Windows: download from ollama.ai/download.

2. Pull a model

ollama pull llama3        # 8B, general purpose, 8 GB RAM
ollama pull mistral # 7B, fast, 8 GB RAM
ollama pull mixtral # 8x7B, higher quality, 32 GB RAM
ollama list # see what you have

3. Run the server

ollama serve              # listens on http://localhost:11434

4. Configure in the orchestrator

Provider: ollama
API URL: http://localhost:11434/v1
Model: llama3
Authentication: None

Hardware requirements

Model sizeRAMGPU (recommended)
3B (Phi-3)4 GBOptional — runs on CPU
7B8 GB6 GB VRAM
13B16 GB8 GB VRAM
34B32 GB16 GB VRAM
70B64 GB24 GB+ VRAM

A dedicated NVIDIA GPU with CUDA makes a significant difference to response times. Ollama uses the GPU automatically when available — check with ollama run llama3 --verbose (look for "using GPU").

Remote access

To let the orchestrator reach Ollama running on a different machine:

OLLAMA_HOST=0.0.0.0 ollama serve

Then point the orchestrator at the machine's LAN IP instead of localhost: API URL: http://192.168.1.100:11434/v1.
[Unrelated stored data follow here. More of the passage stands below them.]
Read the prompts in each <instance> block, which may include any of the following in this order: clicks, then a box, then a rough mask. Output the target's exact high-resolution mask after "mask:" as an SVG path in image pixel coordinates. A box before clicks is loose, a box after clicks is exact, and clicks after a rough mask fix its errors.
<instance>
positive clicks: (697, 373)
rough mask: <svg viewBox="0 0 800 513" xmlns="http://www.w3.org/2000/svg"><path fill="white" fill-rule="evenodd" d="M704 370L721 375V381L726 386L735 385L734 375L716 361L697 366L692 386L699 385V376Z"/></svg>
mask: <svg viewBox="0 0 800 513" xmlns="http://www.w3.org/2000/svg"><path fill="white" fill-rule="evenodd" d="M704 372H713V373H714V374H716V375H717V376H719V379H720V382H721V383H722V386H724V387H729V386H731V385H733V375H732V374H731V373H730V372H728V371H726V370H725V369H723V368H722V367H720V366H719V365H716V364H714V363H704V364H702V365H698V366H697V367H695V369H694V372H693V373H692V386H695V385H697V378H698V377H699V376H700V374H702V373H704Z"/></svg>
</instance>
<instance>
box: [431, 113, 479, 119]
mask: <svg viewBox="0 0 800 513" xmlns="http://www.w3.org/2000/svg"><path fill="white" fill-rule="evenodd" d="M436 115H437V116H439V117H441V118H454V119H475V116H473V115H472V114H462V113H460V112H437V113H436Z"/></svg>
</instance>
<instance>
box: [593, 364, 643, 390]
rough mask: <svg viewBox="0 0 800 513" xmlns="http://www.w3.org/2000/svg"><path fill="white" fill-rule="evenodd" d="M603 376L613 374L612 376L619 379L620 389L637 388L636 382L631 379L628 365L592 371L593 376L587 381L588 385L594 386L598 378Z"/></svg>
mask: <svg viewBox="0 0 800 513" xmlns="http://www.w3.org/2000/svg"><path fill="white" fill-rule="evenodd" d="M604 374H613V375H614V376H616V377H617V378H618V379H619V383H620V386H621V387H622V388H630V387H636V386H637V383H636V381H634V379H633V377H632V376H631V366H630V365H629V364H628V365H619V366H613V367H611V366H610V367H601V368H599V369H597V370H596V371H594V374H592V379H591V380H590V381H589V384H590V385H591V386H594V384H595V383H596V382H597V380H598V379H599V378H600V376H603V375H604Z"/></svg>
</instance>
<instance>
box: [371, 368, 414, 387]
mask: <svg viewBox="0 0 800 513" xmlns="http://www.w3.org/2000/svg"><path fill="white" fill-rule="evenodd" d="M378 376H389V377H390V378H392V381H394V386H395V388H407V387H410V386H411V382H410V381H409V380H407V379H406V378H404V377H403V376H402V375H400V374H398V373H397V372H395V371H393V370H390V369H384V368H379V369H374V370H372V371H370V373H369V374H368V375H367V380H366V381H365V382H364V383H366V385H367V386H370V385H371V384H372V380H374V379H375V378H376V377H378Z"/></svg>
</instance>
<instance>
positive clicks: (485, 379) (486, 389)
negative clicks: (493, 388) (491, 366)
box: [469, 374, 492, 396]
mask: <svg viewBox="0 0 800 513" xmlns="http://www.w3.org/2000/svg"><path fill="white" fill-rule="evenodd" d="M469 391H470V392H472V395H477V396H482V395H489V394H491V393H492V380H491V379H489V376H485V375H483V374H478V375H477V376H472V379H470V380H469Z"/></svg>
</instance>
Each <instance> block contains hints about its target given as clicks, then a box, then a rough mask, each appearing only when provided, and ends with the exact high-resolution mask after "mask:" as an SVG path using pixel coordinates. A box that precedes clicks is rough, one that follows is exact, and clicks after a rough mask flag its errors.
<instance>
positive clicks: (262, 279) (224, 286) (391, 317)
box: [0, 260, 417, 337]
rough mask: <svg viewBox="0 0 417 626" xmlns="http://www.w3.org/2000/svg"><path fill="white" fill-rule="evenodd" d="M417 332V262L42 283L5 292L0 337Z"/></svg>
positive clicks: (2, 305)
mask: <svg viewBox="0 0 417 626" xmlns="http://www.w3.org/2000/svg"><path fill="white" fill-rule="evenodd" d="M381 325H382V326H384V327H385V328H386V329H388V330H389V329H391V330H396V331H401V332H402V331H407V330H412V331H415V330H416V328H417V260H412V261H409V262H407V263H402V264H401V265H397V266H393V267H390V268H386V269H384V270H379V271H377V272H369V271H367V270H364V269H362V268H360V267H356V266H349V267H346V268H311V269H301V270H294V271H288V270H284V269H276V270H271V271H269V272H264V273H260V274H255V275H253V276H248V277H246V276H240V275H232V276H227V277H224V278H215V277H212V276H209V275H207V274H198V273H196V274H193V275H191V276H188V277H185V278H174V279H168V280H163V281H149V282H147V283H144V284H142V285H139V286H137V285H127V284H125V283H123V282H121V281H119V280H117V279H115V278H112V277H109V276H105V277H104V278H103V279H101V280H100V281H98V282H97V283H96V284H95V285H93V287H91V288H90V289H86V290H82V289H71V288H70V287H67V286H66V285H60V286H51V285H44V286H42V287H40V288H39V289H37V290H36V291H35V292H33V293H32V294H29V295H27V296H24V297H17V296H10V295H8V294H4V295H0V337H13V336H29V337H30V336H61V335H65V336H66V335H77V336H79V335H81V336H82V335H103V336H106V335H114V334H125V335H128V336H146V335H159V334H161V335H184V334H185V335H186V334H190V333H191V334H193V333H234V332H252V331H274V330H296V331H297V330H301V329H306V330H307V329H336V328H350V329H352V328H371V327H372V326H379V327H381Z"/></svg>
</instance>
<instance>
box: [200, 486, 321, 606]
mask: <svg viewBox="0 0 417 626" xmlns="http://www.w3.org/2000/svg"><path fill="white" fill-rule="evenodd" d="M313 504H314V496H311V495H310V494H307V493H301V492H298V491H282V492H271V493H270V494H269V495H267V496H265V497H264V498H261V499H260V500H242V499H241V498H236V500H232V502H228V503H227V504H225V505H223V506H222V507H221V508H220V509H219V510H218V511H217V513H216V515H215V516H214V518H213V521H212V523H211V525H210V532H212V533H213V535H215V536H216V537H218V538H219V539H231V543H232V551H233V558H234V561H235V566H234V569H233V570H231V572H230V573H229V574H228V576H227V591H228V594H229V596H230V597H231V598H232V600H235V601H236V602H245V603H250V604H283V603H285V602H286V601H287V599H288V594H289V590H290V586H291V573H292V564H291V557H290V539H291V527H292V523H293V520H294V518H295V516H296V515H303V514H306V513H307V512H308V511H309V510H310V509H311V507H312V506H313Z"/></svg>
Custom model configuration

If you want tuned parameters or a baked-in system prompt, create a Modelfile:

cat << 'EOF' > Modelfile
FROM llama3
PARAMETER temperature 0.7
PARAMETER num_ctx 4096
SYSTEM "You are a helpful assistant for the 6022 protocol."
EOF

ollama create my-agent-model -f Modelfile

Then use Model: my-agent-model in the orchestrator.

Supported models

Llama 3, Mistral, Mixtral, Qwen, Phi-3, CodeLlama, and anything else in the Ollama library. RAM needs scale with parameter count — see the table above.

Troubleshooting

  • Connection refusedollama serve isn't running, or you're trying to reach it from another machine without OLLAMA_HOST=0.0.0.0. Test with curl http://localhost:11434/api/tags.
  • Out of memory when loading the model — use a smaller variant (7B instead of 70B), close other applications, or add RAM / GPU.
  • Slow responses — add GPU acceleration, shrink the context window in your prompts, or switch to a quantised model (q4_0, q5_1).
  • Model not found — check ollama list to confirm the model is pulled locally, and verify the spelling in the orchestrator matches.